London - The ritual is as unchanging as it is poignant. For nearly 60 years, after the death of every one of Queen Elizabeth's corgis, a quiet corner somewhere on a royal estate is made ready to receive the mortal remains of the devoted companion.
Such an intimate and private moment is entrusted to one of the Queen’s most senior servants, usually the head gardener. The Queen herself likes to oversee the burial, but there are rarely any other onlookers.
Then, within a few weeks a headstone will appear, marking the life of this much-loved pet. It will be this way for Willow, the last of the surviving corgis bred by the Queen herself and who died on Sunday.
The Mail revealed that the Queen had been hit especially hard by the death of the dog that had to be put to sleep at Windsor after suffering from cancer and other related illnesses. For the Queen is not just mourning Willow, but also the end of an era and of a royal dynasty that began in her childhood.
Like all 30 of the corgis she has owned - and other royal pets including gundogs, labradors and cocker spaniels - Willow’s time as part of the Queen’s menagerie will be recorded in the traditional manner.
It has been like this since 1959 when the death of Susan, the Queen’s first corgi, given to her as a puppy on her 18th birthday by her father King George VI, was marked with a headstone.
On it are engraved the dog’s dates of birth and death along with the moving epitaph: "For almost 15 years the faithful companion of the Queen."

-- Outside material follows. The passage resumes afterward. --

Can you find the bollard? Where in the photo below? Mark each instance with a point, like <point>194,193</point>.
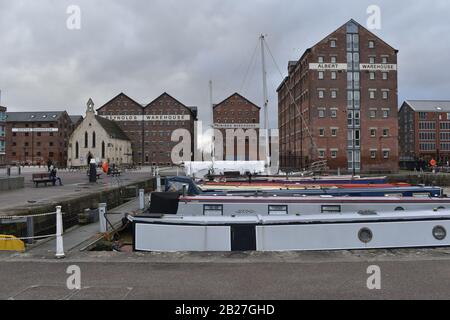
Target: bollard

The same words appear on the gravestones of two of Susan’s descendants, Sugar and Heather. And, because Willow is the last of the line, the 14th generation traced back to Susan, the elegy is likely to be just as heartfelt.
An end of an era. Queen Elizabeth II has lost her last remaining #corgi who was the 14th descendant of her first dog Susan that was given to her as an 18th birthday present. Over her lifetime, the Queen has owned more than 30 corgis! https://t.co/TyjHv1eY09 pic.twitter.com/HLQeQlIzcg
There is only one unwritten rule - wherever possible, the animals are buried where they died, which means the final resting place of generations of the Royal Family’s pets can be found at Windsor, Balmoral and Sandringham.
These pet cemeteries have one thing in common: they are all in a secluded and peaceful spot with special resonance for the Queen.
Willow is believed to have been interred close to Frogmore House, the royal retreat in Windsor Great Park where Prince Harry and Meghan Markle will celebrate their wedding with a party on May 19.
Other corgis have been buried closer to Windsor Castle, but Frogmore is where the Queen likes to walk, often with her dogs, far from any public access.